· Explain in your own words how to do the tests and whether or not you reject the hypotheses. For all tests, report p-values.
· Cut and paste your software output for all commands that you execute. In Stata, an easy way to copy is to highlight, right-click, and choose ‘Copy as Picture.’
· . You don’t need to provide any data, but we do need to see the regression estimates and the commands that you executed.
Use the data in the file mlbsal17f. The file contains a cross section of 353 observations on salaries and performance measures for baseball players. (When importing the data into Stata, make sure to check ‘first row is variable names.’)
Suppose you want to model a player’s salary as a function of the player’s total games played, at-bats, runs scored, hits, runs batted in, home runs, doubles, and triples. The units of salary are thousands of dollars.
The log-linear model takes the form:
ln(salary) = β0 + β1games + β2ab + β3hits + β4runs + β5rbi + β6doubles + β7triples + β8hr + u.
The linear model takes the form:
salary = b0 + b1games + b2ab + b3hits + b4runs + b5rbi + b6doubles + b7triples + b8hr + v
The double-log model takes the form:
ln(salary)=B0 + B1ln(games) + B2ln(ab) + B3ln(hits) + B4ln(runs) + B5ln(rbi) + B6doubles + B7triples + B8hr + w.
(We don’t take the logs of doubles, triples, or hr because some observations are zero.)
a. For all three models, report and interpret the estimated coefficient for runs.
b. Which of the three models fits the data best?
c. Consider the 2nd player in the sample, with 918 games played, 3333 at-bats, etc. What salary does the double-log model predict for such a player?
d. Compute a test statistic for testing the hypothesis that the double-log model has no explanatory power.
H0: R2 = 0.
State the distribution of the test statistic (Remember also for every test in this exam to report the p-value.)
e.
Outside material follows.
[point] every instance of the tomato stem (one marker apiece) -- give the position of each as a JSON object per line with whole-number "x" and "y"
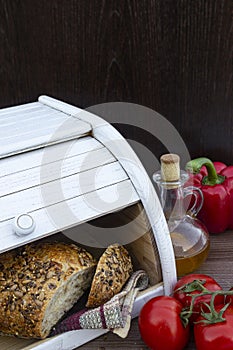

For the double-log model, test at the .10 level the hypothesis that, all else equal, doubles has no influence on ln(salary).
H0: B6 = 0.
Now do the same for hr.
H0: B8 = 0.
The test statistics have how many degrees of freedom?
f. Can you use the results from part e to make any inferences about the hypothesis that doubles and hr together have no effect on ln(salary),
H0: B6 = B8 = 0?
Perform an F-test of the above hypothesis at the .10 level. State the degrees of freedom for the test, and show how the test statistic can be computed from sums of squared residuals. Can you reject H0?
g. In the presence of heteroscedasticity, are the coefficient estimates still BLUE? Are conventional test statistics still valid? Describe the properties of the estimators of the coefficients and the standard errors under heteroscedasticity.
h. Use a Breusch-Pagan test to test for heteroscedasticity in the double-log model. After estimating the model in Stata, you can perform the test using estat hettest followed by the list of explanatory variables. Do you find evidence of heteroscedasticity?
i. Can you show how the same Breusch-Pagan test statistic in part h can be computed from a regression involving the squared (and scaled) residuals?
j. Perform a heteroscedasticity-consistent test of the hypothesis that, in the double-log model, the coefficient on ln(ab) equals zero
H0: B2 = 0.
Does correcting for heteroscedasticity change your inference on this coefficient in this model?
k. Find the double-log model that maximizes the adjusted R2. State the rule that gives a necessary condition for the adjusted R2 to be maximized. Does the adjusted R2 have interpretation as a percentage of variation?
l. Stata reports the Standard Error of the Regression (aka Standard Error of the Estimate) under “Root MSE.” Show for the double-log model how this statistic can be computed from the sum of squared residuals.
m. Show that the bias in the coefficient on ln(games) due to omitting from the model ln(ab) equals the product of two terms: (1) the coefficient on ln(ab) and (2) the coefficient on ln(games) from a regression of ln(ab) on all the other explanatory variables.